REPUBLIKA.CO.ID, LEBAK -- Guru Madrasah Diniyah Awaliyah (MDA) di Kabupaten Lebak, Banten hanya menerima gaji atau pendapatan sekitar Rp 150 ribu sampai Rp 200 ribu per bulan.
"Pendapatan sebesar itu tentu tidak cukup untuk membeli beras seberat 25 kilogram dengan harga Rp 10 ribu per Kg," kata Kepala MDA Muhajirin Jalan Siliwangi Rangkasbitung, Sopandi di Lebak, Jumat (7/2).
Gaji pendapatan guru MDA itu jelas-jelas tidak mencukupi untuk kebutuhan selama satu bulan, terlebih yang sudah berkeluarga. Saat ini, pendidikan guru yang mengajar di MDA Muhajirin sebanyak sembilan orang, terdiri dari lulusan sarjana Islam, SMA, dan pesantren.
Selama ini, dirinya berprofesi sebagai guru MDA selama puluhan tahun, namun ekonomi keluarga hanya bisa bertahan hidup. Bahkan, ia mengaku setelah pulang dari madrasah, ia menyambi menjadi guru mengaji dari rumah ke rumah. Sebab, gaji yang diterima bulanan tidak menentu antara Rp 150 ribu hingga Rp 200 ribu.

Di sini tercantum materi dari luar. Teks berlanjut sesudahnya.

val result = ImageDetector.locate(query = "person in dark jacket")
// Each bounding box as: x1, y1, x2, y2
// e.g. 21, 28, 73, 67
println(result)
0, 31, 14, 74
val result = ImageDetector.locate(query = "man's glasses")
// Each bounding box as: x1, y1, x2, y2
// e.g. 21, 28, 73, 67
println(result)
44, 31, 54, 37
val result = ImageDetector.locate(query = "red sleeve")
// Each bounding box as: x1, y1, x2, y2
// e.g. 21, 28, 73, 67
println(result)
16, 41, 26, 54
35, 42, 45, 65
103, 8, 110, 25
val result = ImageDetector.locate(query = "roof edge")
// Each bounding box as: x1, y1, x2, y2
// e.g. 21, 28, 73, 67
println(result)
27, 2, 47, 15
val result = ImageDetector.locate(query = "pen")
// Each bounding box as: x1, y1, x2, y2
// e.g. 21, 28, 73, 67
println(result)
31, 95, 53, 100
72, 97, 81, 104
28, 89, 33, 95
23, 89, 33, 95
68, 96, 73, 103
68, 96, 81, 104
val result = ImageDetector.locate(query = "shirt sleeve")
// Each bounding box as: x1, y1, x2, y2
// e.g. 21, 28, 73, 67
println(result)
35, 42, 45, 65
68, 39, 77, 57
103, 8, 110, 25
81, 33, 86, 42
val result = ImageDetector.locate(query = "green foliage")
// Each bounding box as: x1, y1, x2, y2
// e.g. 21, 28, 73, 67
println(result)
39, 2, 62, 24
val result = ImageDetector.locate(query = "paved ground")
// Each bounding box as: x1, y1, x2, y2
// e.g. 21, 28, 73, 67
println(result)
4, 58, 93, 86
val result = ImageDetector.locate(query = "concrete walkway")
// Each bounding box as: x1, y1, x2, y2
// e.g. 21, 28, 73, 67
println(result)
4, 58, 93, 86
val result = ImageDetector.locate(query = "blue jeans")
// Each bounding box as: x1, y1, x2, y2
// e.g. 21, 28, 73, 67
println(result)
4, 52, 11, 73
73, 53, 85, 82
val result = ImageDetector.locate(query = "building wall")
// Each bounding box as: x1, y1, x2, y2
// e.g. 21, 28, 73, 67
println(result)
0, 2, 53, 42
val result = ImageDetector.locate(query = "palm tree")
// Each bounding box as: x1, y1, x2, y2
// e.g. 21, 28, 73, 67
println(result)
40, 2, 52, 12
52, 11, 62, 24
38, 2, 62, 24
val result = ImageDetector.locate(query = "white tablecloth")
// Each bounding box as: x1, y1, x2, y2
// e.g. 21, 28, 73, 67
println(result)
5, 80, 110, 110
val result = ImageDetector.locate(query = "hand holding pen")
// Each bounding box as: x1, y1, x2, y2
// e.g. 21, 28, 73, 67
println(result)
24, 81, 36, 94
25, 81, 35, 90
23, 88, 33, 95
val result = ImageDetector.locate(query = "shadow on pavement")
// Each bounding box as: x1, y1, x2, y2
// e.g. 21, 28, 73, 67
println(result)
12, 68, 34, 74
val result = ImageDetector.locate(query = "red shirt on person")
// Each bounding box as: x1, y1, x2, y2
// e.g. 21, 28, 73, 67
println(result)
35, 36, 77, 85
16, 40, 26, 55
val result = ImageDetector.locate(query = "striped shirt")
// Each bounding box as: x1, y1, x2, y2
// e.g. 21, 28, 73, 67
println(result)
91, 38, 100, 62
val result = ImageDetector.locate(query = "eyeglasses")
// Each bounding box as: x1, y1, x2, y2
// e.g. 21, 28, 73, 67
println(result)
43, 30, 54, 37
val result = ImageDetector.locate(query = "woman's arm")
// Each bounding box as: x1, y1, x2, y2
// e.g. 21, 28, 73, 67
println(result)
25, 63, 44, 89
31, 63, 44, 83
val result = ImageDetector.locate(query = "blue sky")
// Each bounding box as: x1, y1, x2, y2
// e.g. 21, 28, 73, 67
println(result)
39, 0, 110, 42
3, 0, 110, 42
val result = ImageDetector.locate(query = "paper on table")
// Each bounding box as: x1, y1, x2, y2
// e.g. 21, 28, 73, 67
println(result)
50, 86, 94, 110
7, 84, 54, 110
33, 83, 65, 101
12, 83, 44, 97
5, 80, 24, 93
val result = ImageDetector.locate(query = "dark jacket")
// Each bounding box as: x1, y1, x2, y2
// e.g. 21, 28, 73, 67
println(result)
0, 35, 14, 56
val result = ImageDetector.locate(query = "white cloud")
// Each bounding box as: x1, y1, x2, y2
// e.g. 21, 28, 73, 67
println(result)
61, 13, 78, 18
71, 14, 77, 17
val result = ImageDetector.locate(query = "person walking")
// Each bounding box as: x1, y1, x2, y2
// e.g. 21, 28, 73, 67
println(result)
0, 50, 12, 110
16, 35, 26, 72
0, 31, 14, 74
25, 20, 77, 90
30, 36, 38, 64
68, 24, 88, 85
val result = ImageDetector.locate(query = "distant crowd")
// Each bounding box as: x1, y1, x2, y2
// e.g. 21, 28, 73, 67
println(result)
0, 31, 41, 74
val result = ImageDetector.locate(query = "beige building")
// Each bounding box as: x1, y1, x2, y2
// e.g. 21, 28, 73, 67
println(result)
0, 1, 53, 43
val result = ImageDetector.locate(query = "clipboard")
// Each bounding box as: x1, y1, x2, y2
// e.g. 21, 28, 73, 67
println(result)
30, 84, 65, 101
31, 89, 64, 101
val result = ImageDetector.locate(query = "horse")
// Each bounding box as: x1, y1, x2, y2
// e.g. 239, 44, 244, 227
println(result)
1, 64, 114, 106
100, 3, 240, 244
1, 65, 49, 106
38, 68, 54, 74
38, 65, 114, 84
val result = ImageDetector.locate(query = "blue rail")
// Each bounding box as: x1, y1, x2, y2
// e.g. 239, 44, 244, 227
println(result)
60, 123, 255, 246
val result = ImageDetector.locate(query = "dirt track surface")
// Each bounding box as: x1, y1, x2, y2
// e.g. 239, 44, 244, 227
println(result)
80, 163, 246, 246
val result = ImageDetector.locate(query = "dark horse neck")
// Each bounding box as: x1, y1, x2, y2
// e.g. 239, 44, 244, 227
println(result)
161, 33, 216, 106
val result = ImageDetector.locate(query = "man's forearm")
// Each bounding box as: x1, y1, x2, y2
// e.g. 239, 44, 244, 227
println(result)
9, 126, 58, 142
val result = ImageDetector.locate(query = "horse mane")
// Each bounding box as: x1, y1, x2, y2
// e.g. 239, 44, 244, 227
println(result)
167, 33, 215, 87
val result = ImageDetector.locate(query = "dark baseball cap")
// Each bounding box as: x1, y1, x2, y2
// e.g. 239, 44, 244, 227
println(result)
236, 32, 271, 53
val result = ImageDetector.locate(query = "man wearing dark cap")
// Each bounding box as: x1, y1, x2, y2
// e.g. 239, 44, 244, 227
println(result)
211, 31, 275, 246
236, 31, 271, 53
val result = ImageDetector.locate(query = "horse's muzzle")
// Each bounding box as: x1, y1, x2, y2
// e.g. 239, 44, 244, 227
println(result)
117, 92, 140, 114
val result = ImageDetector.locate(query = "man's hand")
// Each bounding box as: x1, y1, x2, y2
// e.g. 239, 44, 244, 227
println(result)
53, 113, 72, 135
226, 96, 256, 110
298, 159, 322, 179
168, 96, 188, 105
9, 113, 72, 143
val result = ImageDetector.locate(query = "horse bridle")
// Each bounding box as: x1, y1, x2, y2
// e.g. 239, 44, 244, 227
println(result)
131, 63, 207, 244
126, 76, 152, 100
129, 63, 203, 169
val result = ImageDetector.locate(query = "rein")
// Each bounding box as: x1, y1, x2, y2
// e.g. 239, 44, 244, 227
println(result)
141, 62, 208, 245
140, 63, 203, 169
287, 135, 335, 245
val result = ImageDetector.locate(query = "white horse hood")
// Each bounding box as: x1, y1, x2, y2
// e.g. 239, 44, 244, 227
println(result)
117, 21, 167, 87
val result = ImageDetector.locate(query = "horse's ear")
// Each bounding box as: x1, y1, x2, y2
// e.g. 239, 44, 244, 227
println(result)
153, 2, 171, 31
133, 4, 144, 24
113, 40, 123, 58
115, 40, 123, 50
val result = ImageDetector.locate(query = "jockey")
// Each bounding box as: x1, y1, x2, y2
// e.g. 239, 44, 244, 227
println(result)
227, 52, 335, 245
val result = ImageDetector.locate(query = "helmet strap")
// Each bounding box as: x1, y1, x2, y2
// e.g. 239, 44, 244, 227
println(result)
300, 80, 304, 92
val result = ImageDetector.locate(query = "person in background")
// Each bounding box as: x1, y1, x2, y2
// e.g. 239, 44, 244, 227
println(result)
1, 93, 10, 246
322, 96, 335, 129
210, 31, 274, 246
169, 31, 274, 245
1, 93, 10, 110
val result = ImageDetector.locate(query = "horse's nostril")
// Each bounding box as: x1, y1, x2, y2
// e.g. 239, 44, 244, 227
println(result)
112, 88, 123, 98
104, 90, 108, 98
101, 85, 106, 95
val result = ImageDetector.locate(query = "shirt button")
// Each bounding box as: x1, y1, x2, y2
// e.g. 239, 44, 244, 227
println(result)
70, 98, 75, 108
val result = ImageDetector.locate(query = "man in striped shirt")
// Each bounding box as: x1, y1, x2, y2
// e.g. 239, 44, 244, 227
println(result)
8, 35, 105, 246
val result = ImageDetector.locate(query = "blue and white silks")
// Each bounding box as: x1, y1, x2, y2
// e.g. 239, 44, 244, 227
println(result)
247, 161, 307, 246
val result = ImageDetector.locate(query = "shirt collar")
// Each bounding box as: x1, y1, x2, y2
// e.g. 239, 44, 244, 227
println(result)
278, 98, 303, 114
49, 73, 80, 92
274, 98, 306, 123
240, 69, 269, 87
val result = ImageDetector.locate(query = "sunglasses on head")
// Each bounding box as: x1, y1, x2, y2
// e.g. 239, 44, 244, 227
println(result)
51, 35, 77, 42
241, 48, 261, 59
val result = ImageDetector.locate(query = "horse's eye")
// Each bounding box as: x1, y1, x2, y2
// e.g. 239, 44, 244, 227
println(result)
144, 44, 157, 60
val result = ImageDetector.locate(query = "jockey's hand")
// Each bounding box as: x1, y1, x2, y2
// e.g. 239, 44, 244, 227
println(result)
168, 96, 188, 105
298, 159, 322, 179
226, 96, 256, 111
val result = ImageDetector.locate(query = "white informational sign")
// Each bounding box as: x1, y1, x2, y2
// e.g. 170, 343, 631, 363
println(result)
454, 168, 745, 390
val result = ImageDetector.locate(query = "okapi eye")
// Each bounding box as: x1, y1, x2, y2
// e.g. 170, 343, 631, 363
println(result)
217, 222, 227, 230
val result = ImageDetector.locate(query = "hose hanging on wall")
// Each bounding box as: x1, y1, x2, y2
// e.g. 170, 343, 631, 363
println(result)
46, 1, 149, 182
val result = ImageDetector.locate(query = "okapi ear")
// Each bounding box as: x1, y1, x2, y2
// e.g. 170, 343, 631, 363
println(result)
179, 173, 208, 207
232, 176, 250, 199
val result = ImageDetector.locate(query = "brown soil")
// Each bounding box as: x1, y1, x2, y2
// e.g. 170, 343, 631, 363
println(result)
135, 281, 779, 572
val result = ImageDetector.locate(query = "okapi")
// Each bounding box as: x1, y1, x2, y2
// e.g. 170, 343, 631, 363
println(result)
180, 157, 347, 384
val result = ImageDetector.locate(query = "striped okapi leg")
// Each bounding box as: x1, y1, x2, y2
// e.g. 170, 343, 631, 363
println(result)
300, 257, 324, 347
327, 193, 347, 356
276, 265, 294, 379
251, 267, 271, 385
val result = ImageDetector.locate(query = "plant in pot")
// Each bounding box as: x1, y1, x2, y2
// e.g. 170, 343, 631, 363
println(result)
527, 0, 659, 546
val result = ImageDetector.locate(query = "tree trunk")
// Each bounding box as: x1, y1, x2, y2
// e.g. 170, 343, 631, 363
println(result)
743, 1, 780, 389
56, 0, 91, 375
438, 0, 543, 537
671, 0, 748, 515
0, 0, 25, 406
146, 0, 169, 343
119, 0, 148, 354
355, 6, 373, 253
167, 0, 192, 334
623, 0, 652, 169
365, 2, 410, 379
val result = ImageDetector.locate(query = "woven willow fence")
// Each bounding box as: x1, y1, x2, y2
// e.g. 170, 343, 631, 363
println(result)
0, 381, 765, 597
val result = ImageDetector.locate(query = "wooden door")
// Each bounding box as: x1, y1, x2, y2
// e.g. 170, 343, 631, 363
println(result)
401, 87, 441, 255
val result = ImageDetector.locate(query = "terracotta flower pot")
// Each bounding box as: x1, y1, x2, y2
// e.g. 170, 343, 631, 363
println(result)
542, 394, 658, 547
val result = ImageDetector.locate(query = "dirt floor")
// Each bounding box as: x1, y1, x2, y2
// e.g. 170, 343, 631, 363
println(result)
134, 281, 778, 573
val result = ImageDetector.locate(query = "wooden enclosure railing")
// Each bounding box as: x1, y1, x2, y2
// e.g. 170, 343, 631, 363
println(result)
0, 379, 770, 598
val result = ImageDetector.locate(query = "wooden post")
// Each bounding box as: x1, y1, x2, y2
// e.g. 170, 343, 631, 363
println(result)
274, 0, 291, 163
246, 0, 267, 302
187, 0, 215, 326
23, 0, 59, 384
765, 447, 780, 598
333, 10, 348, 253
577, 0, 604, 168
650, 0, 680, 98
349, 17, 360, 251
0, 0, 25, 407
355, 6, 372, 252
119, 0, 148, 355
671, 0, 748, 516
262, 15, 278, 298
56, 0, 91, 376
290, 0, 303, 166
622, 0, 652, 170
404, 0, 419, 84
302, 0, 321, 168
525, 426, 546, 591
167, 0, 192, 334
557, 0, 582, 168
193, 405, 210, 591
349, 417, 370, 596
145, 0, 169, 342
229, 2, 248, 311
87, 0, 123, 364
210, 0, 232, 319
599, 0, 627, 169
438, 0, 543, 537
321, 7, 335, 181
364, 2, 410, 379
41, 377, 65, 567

Pendapatan gaji guru madrasah itu tergantung pembayaran orang tua siswa dari iuran sumbangan partisipasi pendidikan (SPP). Para siswa dikenakan pembayaran SPP Rp 20 ribu per bulan dengan jumlah 234 siswa.
"Rata-rata pendapatan gaji dari orang tua siswa Rp 200 ribu/bulan dan ditambah insentif dari pemerintah daerah Rp 600 ribu per tahun," katanya.
Menurut dia, pendapatan gaji yang diterima tidak sebanding dengan upaya mencetak generasi yang islami dan sumber daya manusia (SDM) unggul dan berkarakter. Pembentukan karakter dan akhlak Islami itu diterapkan dalam pendidikan agama Islam mulai sejak dini itu.
Kurikulum pendidikan MDA itu antara lain Quran, Murotal Quran, Tajwid, Fiqh, Hadis, Praktik Ibadah, Akhlak, Sorop, Sejarah Islam juga muatan lokal bidang seni qasidah. "Kami berharap Kementerian Agama, pemerintah daerah maupun pemerintah provinsi dapat memperhatikan gaji guru MDA itu," katanya.
Begitu juga Khadijah, seorang guru MDA Al Kamal di Kampung Sentral Kelurahan Rangkasbitung Barat, Kabupaten Lebak mengatakan saat ini dirinya terkadang menerima gaji dari orang tua siswa sebesar Rp 150 ribu. Namun, terkadang juga macet tidak menerima gaji/bulanan karena siswanya belum melunasi iuran SPP.
"Kami sudah biasa jika tidak menerima gaji, namun merasa terpanggil ingin memajukan anak-anak bangsa ke depan agar memiliki SDM unggul dan berkarakter," katanya.
Khadijah berharap pemerintah dapat memprogram kembali bantuan operasional pendidikan (BOP) untuk pendidikan madrasah diniyah. "Kami ikhlas menerima gaji seadanya dan hanya ada keinginan kuat agar anak-anak sebagai generasi bangsa memiliki SDM unggul dan berkarakter," ujar Khadijah yang merupakan lulusan Program Pendidikan Kejar Paket C.